Rose hüpfte von ihrem Kissen hoch. »Oh ja! Mehr als alles andere.«

»Okay. Dann möchte ich, dass du dich normal benimmst. Und normale Leute denken ihre eigenen Gedanken. Sie sind einfach nicht ständig einer Meinung.«

Rose nickte. »Was meinst du, wie oft soll ich anderer Meinung sein als du?«

David ließ einen langen, langsamen Atemzug entweichen. »Okay, stell dir das folgendermaßen vor.« Er nahm eine Handvoll Fruchtgummis aus der Schale auf dem Tisch. Einige waren sauer, und einige waren süß. »Probier von jeder Sorte einen.«

Rose steckte erst den einen, dann den anderen in den Mund.

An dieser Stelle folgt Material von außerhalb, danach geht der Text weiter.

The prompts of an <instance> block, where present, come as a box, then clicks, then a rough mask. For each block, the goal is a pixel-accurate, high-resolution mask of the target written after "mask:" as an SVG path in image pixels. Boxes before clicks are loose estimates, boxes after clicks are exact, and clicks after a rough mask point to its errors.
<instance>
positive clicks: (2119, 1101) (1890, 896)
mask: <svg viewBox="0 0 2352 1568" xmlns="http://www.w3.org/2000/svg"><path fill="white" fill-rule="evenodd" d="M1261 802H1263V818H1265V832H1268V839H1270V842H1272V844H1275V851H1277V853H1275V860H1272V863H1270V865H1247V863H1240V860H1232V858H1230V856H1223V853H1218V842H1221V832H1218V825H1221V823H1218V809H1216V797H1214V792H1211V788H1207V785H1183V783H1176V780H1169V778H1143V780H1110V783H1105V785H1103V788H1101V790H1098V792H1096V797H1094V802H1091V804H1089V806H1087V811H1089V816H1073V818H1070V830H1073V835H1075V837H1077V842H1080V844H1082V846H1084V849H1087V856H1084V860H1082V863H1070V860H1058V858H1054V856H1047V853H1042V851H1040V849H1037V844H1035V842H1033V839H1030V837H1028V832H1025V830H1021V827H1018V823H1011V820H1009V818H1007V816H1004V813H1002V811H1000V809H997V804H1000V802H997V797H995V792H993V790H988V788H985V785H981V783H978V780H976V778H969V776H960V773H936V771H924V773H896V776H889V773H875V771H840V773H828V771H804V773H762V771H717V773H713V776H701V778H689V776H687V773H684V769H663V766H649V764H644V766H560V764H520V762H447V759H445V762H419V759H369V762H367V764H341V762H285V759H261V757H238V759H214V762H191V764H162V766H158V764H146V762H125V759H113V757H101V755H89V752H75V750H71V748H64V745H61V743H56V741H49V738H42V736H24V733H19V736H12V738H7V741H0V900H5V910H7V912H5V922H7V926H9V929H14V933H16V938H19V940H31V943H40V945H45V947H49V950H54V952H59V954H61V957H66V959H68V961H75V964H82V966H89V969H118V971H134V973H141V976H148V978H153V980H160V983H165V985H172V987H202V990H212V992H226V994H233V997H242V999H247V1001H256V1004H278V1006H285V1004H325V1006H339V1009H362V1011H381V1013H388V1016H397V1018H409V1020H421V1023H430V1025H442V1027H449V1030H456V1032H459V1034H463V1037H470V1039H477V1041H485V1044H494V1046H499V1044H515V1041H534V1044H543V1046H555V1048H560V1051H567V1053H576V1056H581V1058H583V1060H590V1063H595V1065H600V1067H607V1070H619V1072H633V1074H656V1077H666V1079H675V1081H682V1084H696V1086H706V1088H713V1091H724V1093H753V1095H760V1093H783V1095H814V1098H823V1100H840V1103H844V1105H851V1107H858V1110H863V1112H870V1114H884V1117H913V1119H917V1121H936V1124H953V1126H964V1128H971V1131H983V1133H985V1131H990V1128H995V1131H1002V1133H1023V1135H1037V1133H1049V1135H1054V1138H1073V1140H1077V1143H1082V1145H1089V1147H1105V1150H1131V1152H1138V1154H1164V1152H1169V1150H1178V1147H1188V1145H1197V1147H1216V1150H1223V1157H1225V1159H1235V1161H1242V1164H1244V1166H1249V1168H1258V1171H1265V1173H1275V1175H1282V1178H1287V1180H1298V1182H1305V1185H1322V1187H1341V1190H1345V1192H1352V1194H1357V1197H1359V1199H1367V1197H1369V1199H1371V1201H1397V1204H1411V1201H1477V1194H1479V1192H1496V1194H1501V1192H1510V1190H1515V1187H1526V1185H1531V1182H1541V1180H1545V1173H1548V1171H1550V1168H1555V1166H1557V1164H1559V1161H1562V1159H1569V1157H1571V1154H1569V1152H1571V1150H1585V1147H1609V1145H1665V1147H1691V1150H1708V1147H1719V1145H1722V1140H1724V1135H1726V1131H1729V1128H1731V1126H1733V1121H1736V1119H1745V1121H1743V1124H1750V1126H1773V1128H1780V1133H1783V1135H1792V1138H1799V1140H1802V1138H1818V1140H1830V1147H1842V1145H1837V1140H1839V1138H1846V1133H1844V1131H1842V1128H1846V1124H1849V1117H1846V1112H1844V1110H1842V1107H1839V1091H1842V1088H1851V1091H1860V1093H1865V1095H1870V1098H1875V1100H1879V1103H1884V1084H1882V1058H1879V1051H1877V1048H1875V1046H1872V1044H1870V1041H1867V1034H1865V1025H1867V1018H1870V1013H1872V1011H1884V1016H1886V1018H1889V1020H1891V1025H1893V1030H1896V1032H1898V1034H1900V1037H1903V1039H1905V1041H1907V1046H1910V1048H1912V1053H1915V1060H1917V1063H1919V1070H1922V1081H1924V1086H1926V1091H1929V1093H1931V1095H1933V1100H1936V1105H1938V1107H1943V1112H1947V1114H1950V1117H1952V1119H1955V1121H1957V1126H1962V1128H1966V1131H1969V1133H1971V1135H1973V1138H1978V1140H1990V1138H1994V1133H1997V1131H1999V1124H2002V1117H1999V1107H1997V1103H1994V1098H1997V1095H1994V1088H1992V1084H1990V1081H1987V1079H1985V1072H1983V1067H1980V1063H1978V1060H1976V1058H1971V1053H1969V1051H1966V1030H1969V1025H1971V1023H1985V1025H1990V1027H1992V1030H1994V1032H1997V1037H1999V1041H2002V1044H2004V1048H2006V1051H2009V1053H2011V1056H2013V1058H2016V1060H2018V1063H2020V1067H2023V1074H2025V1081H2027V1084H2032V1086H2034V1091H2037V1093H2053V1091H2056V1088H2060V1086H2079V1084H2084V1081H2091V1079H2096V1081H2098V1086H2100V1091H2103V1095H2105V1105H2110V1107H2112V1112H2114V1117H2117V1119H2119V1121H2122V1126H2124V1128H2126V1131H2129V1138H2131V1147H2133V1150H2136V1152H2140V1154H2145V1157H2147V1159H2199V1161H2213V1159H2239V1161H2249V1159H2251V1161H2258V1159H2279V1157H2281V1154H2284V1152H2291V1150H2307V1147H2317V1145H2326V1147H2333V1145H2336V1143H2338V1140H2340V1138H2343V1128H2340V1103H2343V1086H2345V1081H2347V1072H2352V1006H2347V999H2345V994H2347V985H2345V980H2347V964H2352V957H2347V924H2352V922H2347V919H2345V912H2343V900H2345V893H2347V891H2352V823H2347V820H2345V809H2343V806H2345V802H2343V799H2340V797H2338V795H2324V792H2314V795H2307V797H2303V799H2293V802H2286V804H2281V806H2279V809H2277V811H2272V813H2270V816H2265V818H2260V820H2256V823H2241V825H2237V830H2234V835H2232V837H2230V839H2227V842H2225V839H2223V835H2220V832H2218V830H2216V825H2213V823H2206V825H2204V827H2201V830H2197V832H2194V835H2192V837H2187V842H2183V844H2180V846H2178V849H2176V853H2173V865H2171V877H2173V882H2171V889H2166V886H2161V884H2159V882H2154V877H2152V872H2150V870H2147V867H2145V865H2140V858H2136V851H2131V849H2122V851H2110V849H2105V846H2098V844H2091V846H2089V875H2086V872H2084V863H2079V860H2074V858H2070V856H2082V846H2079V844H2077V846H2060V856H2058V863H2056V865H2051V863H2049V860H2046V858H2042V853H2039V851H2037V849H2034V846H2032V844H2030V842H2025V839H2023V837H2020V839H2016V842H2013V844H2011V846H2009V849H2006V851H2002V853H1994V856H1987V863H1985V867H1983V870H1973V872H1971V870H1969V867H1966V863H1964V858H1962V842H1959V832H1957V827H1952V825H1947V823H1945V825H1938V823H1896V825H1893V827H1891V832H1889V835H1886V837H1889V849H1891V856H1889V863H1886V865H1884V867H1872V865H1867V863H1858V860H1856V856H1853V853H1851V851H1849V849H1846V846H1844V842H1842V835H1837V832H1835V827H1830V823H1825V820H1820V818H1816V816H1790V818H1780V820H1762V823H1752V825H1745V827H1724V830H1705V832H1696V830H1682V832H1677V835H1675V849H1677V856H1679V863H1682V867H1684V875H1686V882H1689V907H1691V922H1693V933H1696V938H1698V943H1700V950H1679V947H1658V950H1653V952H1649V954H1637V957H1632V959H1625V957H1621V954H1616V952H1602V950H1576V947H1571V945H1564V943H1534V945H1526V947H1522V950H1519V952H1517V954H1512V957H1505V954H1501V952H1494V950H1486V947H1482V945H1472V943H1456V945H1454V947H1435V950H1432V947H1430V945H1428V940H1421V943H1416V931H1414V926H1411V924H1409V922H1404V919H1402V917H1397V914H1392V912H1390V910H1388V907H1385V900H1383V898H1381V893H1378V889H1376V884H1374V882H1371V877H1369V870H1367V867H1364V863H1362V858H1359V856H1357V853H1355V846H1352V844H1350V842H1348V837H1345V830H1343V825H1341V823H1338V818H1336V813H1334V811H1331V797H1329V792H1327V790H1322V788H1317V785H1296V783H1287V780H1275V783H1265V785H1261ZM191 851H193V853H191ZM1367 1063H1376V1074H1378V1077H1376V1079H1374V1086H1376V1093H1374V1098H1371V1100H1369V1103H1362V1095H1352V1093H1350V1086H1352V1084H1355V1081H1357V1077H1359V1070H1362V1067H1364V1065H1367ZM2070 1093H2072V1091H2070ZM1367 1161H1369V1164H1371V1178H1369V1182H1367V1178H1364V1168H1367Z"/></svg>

»So. Welcher schmeckt besser?«

»Ich weiß nicht.«

»Also, ich mag die süßen lieber.«

»Süßer ist besser.«

»Sagst du das bloß, weil ich es gesagt habe?«

»Ja.«

David seufzte.

»Gut, ich habe gerade beschlossen, dass ich die sauren lieber mag. Jetzt sind wir also verschiedener Meinung.«

»In Ordnung«, sagte Rose. »Sauer ist besser.«

David raufte sich die Haare. »Himmelherrgott!«

»Tut mir leid! Ich versuche es noch mal.« Sie suchte sich einen sauren Gummi heraus. Er schmeckte unangenehm. Meinungsverschiedenheiten waren unangenehm. David gefielen Meinungsverschiedenheiten. Folglich … »Ich habe mich entschieden, dass ich sauer wirklich lieber mag.«

»Tatsächlich?«

»Ja.«

David grinste. »Stark. Siehst du? Du magst sauer lieber, und ich ziehe süß vor. Das sind gegensätzliche Meinungen.«

»Und so willst du es haben?«

»Ja.«

»Gut.«

Sie hielt David die Schale hin. Er nahm eine Handvoll Fruchtgummis und steckte sie sich in den Mund. »Ich mag dich.«

»Ich mag dich auch.« Sie setzte sich so, dass ihre Schultern sich berührten. »Du kannst jetzt deinen Arm um mich legen, wenn du willst.«

»Bist du dir sicher?«

»Ich bin mir sicher.«

Er schlang einen Arm um ihre Schulter, und Rose schmiegte sich an seine Körperkonturen, die Schale geschickt auf den Knien balancierend.